Combine these two conditions

$\xi_i \ge max(0, 1-y_i \langle w, x_i \rangle )$

And rewrite the optimization task

$min_w \|w\|^2 + C\sum^{l}_{i=1} max(0, 1- y_i \langle w, x_i \rangle)$

Hinge loess with regularization 

$min_w \sum^{l}_{i=1} max(0, 1- y_i \langle w, x_i \rangle) + \lambda \|w\|^2$

>Recall the hinge loss, which was the upper bound of our error rate. It was exactly maximum between zero and 1 minus margin. But also we have the norm of a vector here. That is exactly the L2 regularization. We can say that support vector machine, which we derived from a very different intuitive assumptions, is equivalent to optimizing hinge loss with L2 regularization.

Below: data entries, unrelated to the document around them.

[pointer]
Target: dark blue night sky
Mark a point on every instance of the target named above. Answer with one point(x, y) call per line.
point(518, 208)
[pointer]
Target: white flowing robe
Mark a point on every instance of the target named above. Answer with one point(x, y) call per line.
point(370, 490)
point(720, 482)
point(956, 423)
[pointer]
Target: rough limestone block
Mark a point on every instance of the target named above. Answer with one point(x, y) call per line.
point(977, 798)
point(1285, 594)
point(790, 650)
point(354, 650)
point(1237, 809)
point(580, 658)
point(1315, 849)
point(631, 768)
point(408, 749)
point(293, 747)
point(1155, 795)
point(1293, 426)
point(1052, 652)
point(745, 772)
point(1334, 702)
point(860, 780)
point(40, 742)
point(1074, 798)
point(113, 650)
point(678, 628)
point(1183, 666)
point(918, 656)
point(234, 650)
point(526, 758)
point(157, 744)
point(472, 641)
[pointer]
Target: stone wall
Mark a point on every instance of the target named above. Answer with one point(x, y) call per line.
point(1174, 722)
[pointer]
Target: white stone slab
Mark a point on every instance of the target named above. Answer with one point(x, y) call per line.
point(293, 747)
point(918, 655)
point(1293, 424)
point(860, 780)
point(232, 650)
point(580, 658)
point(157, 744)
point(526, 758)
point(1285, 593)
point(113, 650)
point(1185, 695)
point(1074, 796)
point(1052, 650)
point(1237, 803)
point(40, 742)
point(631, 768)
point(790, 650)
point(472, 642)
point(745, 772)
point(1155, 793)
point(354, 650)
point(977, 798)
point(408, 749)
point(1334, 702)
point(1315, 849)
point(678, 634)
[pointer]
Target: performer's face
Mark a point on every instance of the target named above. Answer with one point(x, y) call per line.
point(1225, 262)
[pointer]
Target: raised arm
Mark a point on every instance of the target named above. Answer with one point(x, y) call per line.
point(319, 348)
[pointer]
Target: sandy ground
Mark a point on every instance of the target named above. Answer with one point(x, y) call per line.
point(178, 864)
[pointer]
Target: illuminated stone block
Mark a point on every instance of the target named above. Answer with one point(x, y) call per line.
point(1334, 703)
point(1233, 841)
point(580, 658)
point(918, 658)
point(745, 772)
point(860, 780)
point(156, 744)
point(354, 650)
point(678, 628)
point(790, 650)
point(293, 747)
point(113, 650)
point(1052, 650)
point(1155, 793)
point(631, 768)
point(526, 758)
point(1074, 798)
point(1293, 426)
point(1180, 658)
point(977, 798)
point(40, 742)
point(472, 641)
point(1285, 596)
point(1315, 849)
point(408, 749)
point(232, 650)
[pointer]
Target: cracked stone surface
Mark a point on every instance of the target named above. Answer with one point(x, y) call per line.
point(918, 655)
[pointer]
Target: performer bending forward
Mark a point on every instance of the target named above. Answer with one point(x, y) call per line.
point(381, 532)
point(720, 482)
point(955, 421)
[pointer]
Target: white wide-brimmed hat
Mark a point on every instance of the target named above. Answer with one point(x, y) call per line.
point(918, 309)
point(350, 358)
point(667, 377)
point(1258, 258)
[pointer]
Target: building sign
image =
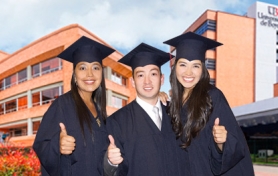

![image.png](attachment:image.png)

both logistic regression and support vector machine are upper bounds on the error rate. This upper bounds are slightly different and you can see how they differ on the graph.

It is support vector machine which use hinge loss, has very low values of loss in the right part of the plot. But as for values that are closer to zero and -1, the hinge loss is slightly larger than the logistic one.


- Support vector machine is based on the idea that we want to maximize the margin of a classifier. That is, we want our hyperplane to be far away from all the points in the data. 

- If our data set is not linearly separable, we can't build a classifier that perfectly splits the point. Therefore, will have to decide which is more important for us, the width of a margin or the amount of errors that the classifier does. 

- We also saw that support vector machine is analogous to training linear classification with hinge loss and L2 regularization.